Uninterested by all things scurrilous, this text leaves no oxygen for the slander endured by Robespierre's legacy, opting instead for a sheer analysis of the radical democratic politics the man and the committee exuded, laid out in lucid sun, for all it's virtue and imperfection.
Throughout his time on the Committee of Public Safety, Robespierre was voracious in his work, joining a now long history of revolutionary leaders who's sole struggle is fought for long after the wines of victorious insurrection have been imbibed.
His largest shortcomings emanated from the bourgeois nature he shared with almost all his colleagues, something that lingered over the entire French Revolution like a spell, casting convention members into frenzied protectors of private property and deterrers of organised labour.
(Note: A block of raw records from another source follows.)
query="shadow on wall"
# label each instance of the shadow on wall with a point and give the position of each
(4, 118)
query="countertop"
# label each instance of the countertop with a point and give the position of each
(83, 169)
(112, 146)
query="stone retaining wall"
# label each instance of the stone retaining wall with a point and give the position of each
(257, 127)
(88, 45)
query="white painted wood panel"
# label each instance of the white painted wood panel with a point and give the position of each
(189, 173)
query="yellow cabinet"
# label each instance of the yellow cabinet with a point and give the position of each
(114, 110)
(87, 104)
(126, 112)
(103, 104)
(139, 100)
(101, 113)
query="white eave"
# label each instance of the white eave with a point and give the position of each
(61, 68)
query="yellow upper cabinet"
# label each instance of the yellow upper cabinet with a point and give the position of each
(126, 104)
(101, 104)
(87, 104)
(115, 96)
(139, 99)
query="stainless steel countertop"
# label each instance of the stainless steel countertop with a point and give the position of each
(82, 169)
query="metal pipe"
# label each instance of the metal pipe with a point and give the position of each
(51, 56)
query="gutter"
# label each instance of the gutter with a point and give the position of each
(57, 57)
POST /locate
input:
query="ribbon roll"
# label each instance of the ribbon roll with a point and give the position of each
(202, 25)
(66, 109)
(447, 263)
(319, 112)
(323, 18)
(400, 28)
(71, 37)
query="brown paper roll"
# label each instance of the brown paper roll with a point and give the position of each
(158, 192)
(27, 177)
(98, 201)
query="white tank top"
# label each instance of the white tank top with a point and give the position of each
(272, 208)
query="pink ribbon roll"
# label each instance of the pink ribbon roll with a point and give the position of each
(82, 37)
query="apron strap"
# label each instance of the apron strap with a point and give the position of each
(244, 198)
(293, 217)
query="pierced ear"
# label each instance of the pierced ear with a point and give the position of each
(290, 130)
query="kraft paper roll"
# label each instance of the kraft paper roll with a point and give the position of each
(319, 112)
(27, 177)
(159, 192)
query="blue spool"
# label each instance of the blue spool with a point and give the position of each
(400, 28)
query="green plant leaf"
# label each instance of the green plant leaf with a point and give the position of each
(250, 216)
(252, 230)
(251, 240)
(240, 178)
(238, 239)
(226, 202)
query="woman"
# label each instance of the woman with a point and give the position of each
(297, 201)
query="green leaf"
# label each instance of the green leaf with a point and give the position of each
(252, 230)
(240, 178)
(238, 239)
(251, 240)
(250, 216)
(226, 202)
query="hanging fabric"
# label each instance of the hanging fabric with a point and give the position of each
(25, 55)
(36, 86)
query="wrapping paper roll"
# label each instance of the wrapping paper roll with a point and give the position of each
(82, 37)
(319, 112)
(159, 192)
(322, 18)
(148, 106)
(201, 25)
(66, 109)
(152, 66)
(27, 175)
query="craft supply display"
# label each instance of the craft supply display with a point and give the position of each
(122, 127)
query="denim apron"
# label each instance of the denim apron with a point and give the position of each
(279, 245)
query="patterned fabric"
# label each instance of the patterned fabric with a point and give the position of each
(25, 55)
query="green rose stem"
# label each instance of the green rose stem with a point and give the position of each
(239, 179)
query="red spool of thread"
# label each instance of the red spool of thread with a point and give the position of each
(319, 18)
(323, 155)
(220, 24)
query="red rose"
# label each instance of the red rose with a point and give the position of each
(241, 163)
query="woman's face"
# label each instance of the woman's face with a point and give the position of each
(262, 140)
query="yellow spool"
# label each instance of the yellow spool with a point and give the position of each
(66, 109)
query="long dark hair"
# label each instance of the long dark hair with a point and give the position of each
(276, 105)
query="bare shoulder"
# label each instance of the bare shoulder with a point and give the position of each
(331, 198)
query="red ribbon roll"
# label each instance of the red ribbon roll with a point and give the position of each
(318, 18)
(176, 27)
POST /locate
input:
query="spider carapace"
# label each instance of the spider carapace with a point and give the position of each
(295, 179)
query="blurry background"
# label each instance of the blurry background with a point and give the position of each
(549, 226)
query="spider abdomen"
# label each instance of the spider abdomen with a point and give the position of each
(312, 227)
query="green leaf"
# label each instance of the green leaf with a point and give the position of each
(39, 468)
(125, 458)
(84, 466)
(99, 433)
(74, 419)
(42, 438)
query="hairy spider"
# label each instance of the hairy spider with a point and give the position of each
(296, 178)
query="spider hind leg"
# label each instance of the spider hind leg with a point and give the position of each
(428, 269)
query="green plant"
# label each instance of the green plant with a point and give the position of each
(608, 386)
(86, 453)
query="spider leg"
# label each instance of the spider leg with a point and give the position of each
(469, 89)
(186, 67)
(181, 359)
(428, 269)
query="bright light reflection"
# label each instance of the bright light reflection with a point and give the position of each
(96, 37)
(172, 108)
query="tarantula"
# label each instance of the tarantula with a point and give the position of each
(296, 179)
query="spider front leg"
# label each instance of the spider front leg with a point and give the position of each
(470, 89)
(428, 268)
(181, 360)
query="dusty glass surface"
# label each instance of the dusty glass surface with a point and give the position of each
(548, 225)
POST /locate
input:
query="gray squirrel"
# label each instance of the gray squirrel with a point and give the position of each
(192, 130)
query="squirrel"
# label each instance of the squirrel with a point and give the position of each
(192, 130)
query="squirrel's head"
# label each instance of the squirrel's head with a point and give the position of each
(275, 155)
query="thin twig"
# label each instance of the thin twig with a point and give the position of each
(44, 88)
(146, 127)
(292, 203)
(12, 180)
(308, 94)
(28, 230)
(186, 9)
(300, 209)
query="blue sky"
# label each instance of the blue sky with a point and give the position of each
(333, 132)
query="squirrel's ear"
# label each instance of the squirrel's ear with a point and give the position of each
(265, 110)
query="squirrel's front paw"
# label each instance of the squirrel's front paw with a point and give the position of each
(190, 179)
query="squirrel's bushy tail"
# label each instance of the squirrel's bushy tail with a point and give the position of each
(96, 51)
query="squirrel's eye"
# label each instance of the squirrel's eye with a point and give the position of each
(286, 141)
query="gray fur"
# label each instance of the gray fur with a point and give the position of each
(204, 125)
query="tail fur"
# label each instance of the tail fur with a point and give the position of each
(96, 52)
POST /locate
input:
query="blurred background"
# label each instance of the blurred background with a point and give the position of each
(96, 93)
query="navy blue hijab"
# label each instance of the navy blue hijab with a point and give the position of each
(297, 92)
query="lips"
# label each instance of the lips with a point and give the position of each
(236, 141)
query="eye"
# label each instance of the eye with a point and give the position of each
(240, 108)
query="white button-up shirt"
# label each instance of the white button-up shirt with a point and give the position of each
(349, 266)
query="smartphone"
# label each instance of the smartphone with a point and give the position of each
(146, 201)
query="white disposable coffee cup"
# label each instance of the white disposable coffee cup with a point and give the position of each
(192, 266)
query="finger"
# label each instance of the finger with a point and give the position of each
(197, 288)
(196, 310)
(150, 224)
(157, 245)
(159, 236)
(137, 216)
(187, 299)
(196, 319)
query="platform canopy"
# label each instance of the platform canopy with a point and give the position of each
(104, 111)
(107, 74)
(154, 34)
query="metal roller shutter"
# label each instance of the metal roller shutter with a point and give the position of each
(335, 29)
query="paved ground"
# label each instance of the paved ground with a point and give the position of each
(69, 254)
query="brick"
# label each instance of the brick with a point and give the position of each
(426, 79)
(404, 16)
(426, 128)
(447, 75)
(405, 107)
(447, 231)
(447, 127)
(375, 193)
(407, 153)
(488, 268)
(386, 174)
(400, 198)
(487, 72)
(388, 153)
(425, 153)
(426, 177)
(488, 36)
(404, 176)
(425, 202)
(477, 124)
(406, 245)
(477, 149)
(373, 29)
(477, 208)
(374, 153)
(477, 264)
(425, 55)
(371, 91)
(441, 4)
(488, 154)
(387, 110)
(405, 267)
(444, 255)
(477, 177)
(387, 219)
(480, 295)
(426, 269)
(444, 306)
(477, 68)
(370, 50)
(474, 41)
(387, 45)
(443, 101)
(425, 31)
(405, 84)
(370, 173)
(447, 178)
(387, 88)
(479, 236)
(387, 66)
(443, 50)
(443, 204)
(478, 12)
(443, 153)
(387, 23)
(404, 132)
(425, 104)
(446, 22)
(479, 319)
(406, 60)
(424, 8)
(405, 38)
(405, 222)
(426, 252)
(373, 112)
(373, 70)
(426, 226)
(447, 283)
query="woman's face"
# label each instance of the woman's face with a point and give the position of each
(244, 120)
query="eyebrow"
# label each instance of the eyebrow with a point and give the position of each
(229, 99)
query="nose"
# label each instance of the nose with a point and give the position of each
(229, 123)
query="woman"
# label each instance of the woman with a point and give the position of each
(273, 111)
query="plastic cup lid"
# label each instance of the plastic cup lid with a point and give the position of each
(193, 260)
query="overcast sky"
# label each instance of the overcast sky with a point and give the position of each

However, these matters pale beside the social achievements that were monolithic for their time, and beyond the shackles of feudal impulse.
A fierce exponent of the Revolutions most virtuous document, the Constitution of 1793, Robespierre helped spearhead a profound vision of equality, promising economic radicalism, universal suffrage, citizenship for immigrants, workers rights and, most brilliantly, the right to insurrection, a sort of proto-permanent-revolution, ala Trotsky.
Rude expertly elects Robespierre as a single participant in a sprawling and glowing history of socialism, that on every continent, rises from the ashes in order to cast fatal blows to kings and capitalists alike, the gleaming sword of reason in hand.